Author: Fiona Nash, via smh.com.au
[The views and opinions of authors expressed herein do not necessarily state or reflect those of SMART Recovery Australia.]
Ice is a huge problem, and it will take help from the whole community to solve it, writes Fiona Nash, Minister for Rural Health and Minister responsible for alcohol and drug policy.
After returning from the UN Narcotics Conference early this year, I visited a drug and alcohol treatment facility.
I met a charming 30-ish man who cheekily informed me he was a “privileged white male”.
From a torn couch in modest accommodation, he spoke of the realities of ice addiction, the euphoria and connection the drug had initially made him feel, and how while high he engaged in risky sexual behaviour which resulted in him contracting HIV.

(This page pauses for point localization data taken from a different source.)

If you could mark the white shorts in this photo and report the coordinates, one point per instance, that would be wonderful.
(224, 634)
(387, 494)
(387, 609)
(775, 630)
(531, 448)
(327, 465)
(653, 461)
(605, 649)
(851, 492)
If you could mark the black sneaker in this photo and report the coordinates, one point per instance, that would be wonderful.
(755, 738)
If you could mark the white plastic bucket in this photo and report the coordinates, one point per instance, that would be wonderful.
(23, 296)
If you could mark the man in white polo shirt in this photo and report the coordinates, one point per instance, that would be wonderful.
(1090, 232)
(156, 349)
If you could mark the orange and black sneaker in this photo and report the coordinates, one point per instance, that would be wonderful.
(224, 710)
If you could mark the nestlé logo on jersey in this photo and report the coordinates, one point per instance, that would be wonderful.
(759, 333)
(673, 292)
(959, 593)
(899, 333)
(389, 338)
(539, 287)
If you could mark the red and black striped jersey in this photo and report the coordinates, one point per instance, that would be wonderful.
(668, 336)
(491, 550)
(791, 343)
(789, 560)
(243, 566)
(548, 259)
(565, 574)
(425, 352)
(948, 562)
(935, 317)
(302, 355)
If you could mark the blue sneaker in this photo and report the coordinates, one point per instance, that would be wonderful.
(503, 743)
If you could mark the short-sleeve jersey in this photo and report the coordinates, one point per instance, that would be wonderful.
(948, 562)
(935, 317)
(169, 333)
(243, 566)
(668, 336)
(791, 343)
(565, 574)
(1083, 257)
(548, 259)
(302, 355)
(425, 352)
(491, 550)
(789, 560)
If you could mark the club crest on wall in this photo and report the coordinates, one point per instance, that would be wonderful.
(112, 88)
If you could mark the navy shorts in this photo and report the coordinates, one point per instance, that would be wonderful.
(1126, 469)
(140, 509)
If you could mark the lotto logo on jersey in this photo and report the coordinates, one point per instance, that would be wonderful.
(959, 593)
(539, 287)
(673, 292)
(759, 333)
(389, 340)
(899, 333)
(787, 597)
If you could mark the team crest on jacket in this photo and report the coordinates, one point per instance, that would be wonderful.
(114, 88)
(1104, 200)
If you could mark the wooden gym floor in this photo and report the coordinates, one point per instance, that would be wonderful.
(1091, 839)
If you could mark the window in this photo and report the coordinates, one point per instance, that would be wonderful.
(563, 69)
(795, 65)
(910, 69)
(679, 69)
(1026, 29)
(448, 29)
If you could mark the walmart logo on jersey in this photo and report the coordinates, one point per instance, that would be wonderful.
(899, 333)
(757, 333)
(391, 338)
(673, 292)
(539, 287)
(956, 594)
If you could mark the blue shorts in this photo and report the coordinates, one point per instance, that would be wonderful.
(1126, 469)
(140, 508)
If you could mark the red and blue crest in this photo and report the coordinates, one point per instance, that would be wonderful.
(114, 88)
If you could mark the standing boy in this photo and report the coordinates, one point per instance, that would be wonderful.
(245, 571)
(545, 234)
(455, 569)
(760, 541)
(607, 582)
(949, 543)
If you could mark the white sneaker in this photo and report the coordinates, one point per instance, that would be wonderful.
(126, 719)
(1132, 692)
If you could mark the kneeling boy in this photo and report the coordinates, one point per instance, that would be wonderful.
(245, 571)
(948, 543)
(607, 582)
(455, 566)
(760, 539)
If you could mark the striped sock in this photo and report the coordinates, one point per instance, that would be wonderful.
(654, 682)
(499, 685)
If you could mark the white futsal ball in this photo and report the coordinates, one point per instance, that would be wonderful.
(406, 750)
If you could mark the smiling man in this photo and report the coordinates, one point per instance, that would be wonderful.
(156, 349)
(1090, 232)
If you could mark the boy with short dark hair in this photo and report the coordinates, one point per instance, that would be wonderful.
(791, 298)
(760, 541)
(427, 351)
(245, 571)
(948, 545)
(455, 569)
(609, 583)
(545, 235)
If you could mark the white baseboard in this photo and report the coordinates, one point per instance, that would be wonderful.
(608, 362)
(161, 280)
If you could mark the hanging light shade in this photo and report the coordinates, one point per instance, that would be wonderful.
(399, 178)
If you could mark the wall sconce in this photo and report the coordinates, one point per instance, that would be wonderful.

This year I’ve met with US White House Drug Policy Adviser Michael Botticelli, many drug and alcohol ministers from other countries, countless health and emergency workers, police, counsellors and visited many rehabilitation facilities. After we announced the National Ice Taskforce in April, I travelled more than 30,000 kilometres holding public ice forums in 13 rural and regional locations.
One grandfather wept in front of a crowd as he told of his grandchildren walking into their mother’s bedroom to wake her before school only to find her dead. He shook as he paced the floor, microphone in one hand, his other alternating between wiping sweat from his brow and tears from his eyes.
One addict said the moments of clarity (or “windows”) in which she would commit to getting clean would last only a few hours. She would be told there were not beds available and resume using ice. The young woman repeatedly trailed off mid-sentence as the drug had destroyed her focus (though neural pathways will grow back, given time).
A working-class mother in a regional town told me she’d paid tens of thousands to send her son to Thailand because there were no appropriate beds available in her state of Victoria.
I was told of a brother and sister who both suicided after becoming hooked on ice in a rural NSW town.
In one rehabilitation facility, an insightful woman explained how initially the drug helped her have the life she’d only dreamed of by allowing her to be outgoing and entertaining. However her habit required money and she began prostituting herself to get it. Later she said the drug “turned on me” and caused horrific delusions and psychosis. Some of her teeth turned black and rotted.
At same table was a former brand director of one of Australia’s most recognised companies. The educated, articulate, formerly wealthy man had taken ice for years before finally becoming hooked (a common story). Then he’d spent his life savings.
A former member of a prominent Sydney business group told me he’d used the drug as a “temporary” anti-tiredness measure when a business partner was unable to work. He stayed awake for weeks, began dealing to support his habit and wound up in jail. It’s worth noting, keeping a person in prison for a year costs a taxpayer upwards of $135,000. Residential rehabilitation costs the taxpayer about $50,000 a year. States are primarily responsible for front line services such as hospitals, ambulances and rehabilitation – the federal health budget funds 160 of Australia’s 800-odd treatment facilities.
From Lismore to Geraldton, police said the same thing: “We can’t arrest our way out of this.”